Горбачев боялся своей элиты. Боялся трогать сложившуюся до него экономическую систему. Вспоминает Андрей Грачев: «Выяснилось, что сами по себе ни девиз “ускорения”, ни обращенный к каждому призыв “прибавить в работе” не меняли сложившейся практики, а тем более общего устройства жизни. Целостной же концепции реформы у нового руководства не было.

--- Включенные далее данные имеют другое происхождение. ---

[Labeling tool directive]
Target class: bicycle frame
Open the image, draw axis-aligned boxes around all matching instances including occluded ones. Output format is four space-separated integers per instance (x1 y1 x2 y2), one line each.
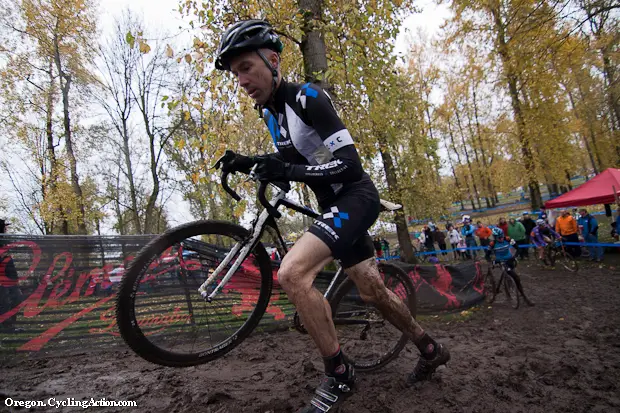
198 184 344 302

Внимание распылялось, одна инициатива следовала за другой, в ход по преимуществу шли старые заготовки того времени, когда Горбачев вместе с Рыжковым, перелопатив сотни справок экспертов и академических институтов, готовили так и не пригодившиеся ни Андропову, ни Черненко материалы по научно-техническому прогрессу и возможной экономической реформе».
В результате на поверхности общественного сознания осталась лишь самая неудачная из горбачевских новаций — антиалкогольная. Вырубались виноградники, заколачивались старинные винные подвалы, ограничивалась продажа водки, закрывались заводы, производящие алкоголь. Бюджет понес гигантские потери.
Заставить людей больше работать путем таких нововведений и призывов — было такой же утопией, как заставить партийный аппарат поверить в «перестройку и ускорение». И Горбачев пытается переместить акценты: если экономику реформировать не удается, будем реформировать политическую систему.
Январский пленум ЦК формулирует задачу: руководители всех рангов, в том числе и партийных комитетов, должны избираться прямым и тайным голосованием. Демократизация должна пронизать все формы общественной жизни.